Definition of D2T-RA, very D2T-RA, and SAE
Based on the EULAR definition, cases that failed to achieve the treatment target with ≥ 2 classes of b/tsDMARDs were identified as D2T-RA. In addition to this definition, we categorised cases that failed ≥ 3 classes of b/tsDMARDs as very D2T-RA (vD2T-RA). Cases treated with a b/tsDMARD for the first time were assigned to the b/tsDMARD-naïve group.
Adverse reactions (e.g., allergic reactions, infections, malignancies, lymphoproliferative disorders, major adverse cardiovascular events, and abnormality in laboratory tests) which lead treatment discontinuation was recorded as SAEs.
Statistical analysis
Simple comparison of patient background
Backgrounds of the patients in each treatment subgroups were compared across the 4 classes of b/tsDMARDs using one-way analysis of variance (ANOVA) for numerical variables and chi-square test for categorical variables.
Latent class analysis
To identify different patterns of drug response, latent class analysis was conducted using the gsem suite of functions in Stata 16 (StataCorp, College Station, TX), which categorised patients into classes. We estimated 3 classes according to previous studies [6, 8]. The number and percentage of cases that fell in a particular latent class was calculated for each treatment type.
Panel analysis
Change in CDAI and HAQ-DI over the course of a year was compared using longitudinal panel data analysis. Regression analyses were conducted using the xt suite of functions in Stata16. A mixed-effects regression model was fitted with age, gender, disease duration, CDAI at week 0, positivity of ACPA, coexistence of pulmonary diseases, and serum creatinine as fixed effects and use of MTX and glucocorticoids as random effects.
Analyses using a propensity-based inverse-probability treatment weighted method
As the number of patients included for each group (D2T-RA and vD2T-RA groups) was limited, multivariate regression analysis tended to overfit the data, resulting in biased estimation. Therefore, propensity-based inverse-probability treatment weighted (IPTW) method was also performed for sensitivity analysis. For CDAI and HAQ-DI, delta (D) CDAI and DHAQ-DI were calculated, respectively, as follows and then used for outcomes.

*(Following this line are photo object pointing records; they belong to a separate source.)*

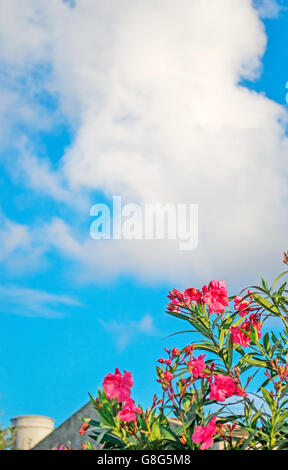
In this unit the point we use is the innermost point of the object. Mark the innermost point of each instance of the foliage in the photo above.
(209, 398)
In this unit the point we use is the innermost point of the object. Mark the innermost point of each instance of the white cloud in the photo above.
(152, 90)
(33, 302)
(126, 332)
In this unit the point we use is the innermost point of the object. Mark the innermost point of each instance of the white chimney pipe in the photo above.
(30, 430)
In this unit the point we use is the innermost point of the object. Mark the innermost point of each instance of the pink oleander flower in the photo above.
(192, 295)
(83, 428)
(128, 411)
(173, 306)
(222, 388)
(176, 295)
(204, 434)
(118, 386)
(242, 306)
(197, 365)
(168, 376)
(215, 296)
(239, 337)
(62, 447)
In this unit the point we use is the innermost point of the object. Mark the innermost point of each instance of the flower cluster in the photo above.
(214, 296)
(119, 386)
(244, 307)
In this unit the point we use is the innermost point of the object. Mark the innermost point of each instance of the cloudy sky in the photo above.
(158, 102)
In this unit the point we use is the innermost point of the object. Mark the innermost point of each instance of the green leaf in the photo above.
(267, 397)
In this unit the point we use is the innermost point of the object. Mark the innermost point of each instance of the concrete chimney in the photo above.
(30, 430)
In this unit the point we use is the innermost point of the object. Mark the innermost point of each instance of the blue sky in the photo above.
(89, 115)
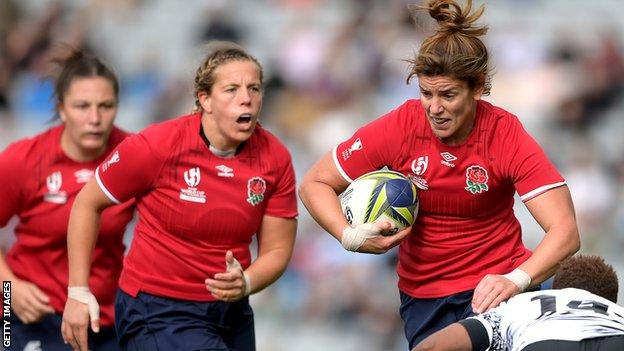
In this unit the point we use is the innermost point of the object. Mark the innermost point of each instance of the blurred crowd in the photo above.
(331, 66)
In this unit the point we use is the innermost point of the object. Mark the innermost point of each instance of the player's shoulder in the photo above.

DValue = (Value at 1year) − (Value at day 0)
A regression model was used to adjust for potential confounders. Variables that showed a significant correlation with failures to ≥ 2 classes of b/tsDMARDs were included as covariates. Missing data including loss to follow-up were managed as blank and no imputation was conducted because of homogeneity of the data.
Analysis of hazards of SAE
Development of SAEs is another major factor that causes D2T-RA status. Therefore, Cox regression analysis controlling for age, gender, dose of MTX and glucocorticoid at day 0 was conducted to assess the hazards of SAE over the course of a year among each treatment subgroup. As the risk of SAEs may differ depending on past failures of b/tsDMARDs, the risk among the b/tsDMARD-naïve group was also analysed. Nelson-Aalen cumulative hazard model was also used to show the time trend of hazard accumulation visually.